Also known as “pinch collars”, prong collars are a professional dog training
tool most commonly used with medium, large, and giant breed dogs.
The use of prong collars can be a divisive topic among dog owners, and at first
glance, it's easy to see why. Prong collars look like something out of a
medieval torture chamber — but as with any tool, their appearance serves an
What is a Prong Collar?
A prong collar is a training collar made of removable links which form a series
of blunt metal contact points against your dogs skin. The prongs, (or “links”),
have a pinch-action when pulled, thus the nickname “pinch” collar. They also
help evenly distribute pressure around your dogs neck when the leash is pulled.
Prong collars apply a physical correction to your dogs neck. Meaning they can
hurt your dog if used incorrectly, or if they're left on for extended periods
of time. Unlike flat collars, a prong collar should not be worn everyday, and
should never be worn for more than a few hours straight.
Prong collars come in both wide and narrow links. In general, the rule among
training collars is the thinner the collar (the closer the points of contact)
the harsher the correction. The larger the links, the more evenly distributed
the pressure, the milder the overall effect.
Prong collars should only be used on adult dogs.
How Should You Place a Prong Collar On a Dog?
Prong collars should be worn snugly under your dogs jaw.
Many people make the mistake of fitting their prong collar incorrectly —
unknowingly creating a very dangerous situation for their dog. Professional
dog trainers always size a prong collar before putting it on a dog, because
unlike martingale or fur saver
collars, which can be several sizes too big and still be fairly effective,
prong collars must fit correctly to be safe.
1. First, remove extra links
If you didn't know the links were removable in the first place — you're not alone!
Many dog owners are confused when they go to the pet store and can't find the
right collar for their dog, because they all seem way too big! Most collars come
with extra links. To remove (or add) links, simply pinch the narrower part of
the link with your fingers and pull.
If you intend to use a prong collar regularly, you should invest in a quality
collar that is easy to take on and off. Some collars come with quick release
straps, different materials, and different designs, all which produce different
Remove enough links so that the collar fits snugly on your dogs neck. You should
be able to fit 2 fingers between the collar and your dogs skin, but the collar
shouldn't move around much on your dogs neck.
2. Place the collar on your dog
In some dog breeds, like Doberman Pinscher's, Greyhounds, and Great Danes, it
can be difficult to keep a prong collar in place. This is also true of
overweight dogs, or dogs without a lot of muscle tone around their neck. It's
OK if your collar moves around a little, but it should never be so loose that
it can hang down your dogs neck.
Taking the collar off your dog is done the same way is putting it on. Simply
pinch one of the links and pull.

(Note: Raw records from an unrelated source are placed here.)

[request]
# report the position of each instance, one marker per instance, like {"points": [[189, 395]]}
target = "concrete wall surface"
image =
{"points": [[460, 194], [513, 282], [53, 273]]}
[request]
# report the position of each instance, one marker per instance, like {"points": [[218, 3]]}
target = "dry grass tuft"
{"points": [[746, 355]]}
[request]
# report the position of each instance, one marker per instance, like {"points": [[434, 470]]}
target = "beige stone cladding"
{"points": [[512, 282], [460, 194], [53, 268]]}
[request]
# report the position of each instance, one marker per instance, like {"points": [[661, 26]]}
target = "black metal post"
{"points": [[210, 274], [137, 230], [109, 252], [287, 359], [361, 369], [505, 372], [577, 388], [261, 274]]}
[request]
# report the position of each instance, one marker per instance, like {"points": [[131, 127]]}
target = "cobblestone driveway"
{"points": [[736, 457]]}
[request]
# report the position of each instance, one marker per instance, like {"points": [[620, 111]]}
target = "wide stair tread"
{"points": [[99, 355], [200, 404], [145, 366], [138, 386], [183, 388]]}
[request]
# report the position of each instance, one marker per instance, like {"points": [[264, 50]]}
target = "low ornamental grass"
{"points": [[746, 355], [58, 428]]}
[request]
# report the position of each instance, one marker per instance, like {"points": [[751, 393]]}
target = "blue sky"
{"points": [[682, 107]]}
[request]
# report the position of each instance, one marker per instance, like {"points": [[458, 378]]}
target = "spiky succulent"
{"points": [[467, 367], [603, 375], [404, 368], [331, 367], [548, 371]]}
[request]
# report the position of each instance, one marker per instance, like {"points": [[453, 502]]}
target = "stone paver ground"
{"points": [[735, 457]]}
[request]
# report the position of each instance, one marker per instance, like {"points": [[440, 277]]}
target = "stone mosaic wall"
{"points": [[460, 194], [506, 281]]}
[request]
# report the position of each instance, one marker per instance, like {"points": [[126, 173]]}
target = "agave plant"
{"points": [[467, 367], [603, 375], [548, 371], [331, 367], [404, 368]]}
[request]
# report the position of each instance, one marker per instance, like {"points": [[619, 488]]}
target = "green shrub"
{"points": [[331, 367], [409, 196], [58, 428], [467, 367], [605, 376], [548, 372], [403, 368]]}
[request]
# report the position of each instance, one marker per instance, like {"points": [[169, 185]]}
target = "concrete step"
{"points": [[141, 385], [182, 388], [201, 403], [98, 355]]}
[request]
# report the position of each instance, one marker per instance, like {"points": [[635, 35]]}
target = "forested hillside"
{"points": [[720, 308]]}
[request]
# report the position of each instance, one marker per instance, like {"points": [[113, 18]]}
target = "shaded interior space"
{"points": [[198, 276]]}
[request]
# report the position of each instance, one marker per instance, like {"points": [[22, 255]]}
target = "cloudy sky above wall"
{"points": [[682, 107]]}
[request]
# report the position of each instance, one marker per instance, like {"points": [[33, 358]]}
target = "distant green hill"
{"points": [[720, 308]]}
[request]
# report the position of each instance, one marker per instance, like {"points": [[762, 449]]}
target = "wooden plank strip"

It's a good idea to teach your dog to sit still
when you're adjusting his collar.
If you feel that you dog is better off wearing a prong collar loose to lessen its effects, you should consider a fur saver collar - or, clip your leash through both rings on your collar to stop the pinch-action.
Connecting the Leash
Most pinch collars come with 2 rings.
Using only 1 ring on the collar is the normal way to use the collar, and means
the collar is "live." In other words: when you pull the leash, the collar will
tighten. This is important to understand, because it means anytime you put
pressure on the leash, even a little, you are correcting your dog.
By contrast, if you attach the leash to both rings at the same time, you stop
the collar from constricting. Although the prongs will still be facing your dogs
skin, therefor never truly stopping the correction, clipping the leash to both
rings can make the effect much milder.
Using A Prong Collar
Whether or not you use a prong collar with your dog is up to you, but there is
no substitute for exercising, training, and practicing with your dog. Like us,
dogs are creatures of habit, and they do better when they're taught better. People
usually use prong collars (in conjunction with positive training, voice commands
and regular practice) to stop or diminish problem behaviors, such as:
- Leash pulling
- Jumping on company
- Lunging at people/dogs/cyclists/horses on a walk
- Refining an already-trained dog's obedience
- Redirecting a distracted dogs attention
There are no magic cures in dog training. Everything takes practice and time.
While prong collars can be a helpful tool in diminishing your dogs desire to do
certain behaviors, you must also reinforce his good behavior and repeat the
exercises frequently for them to "sink in."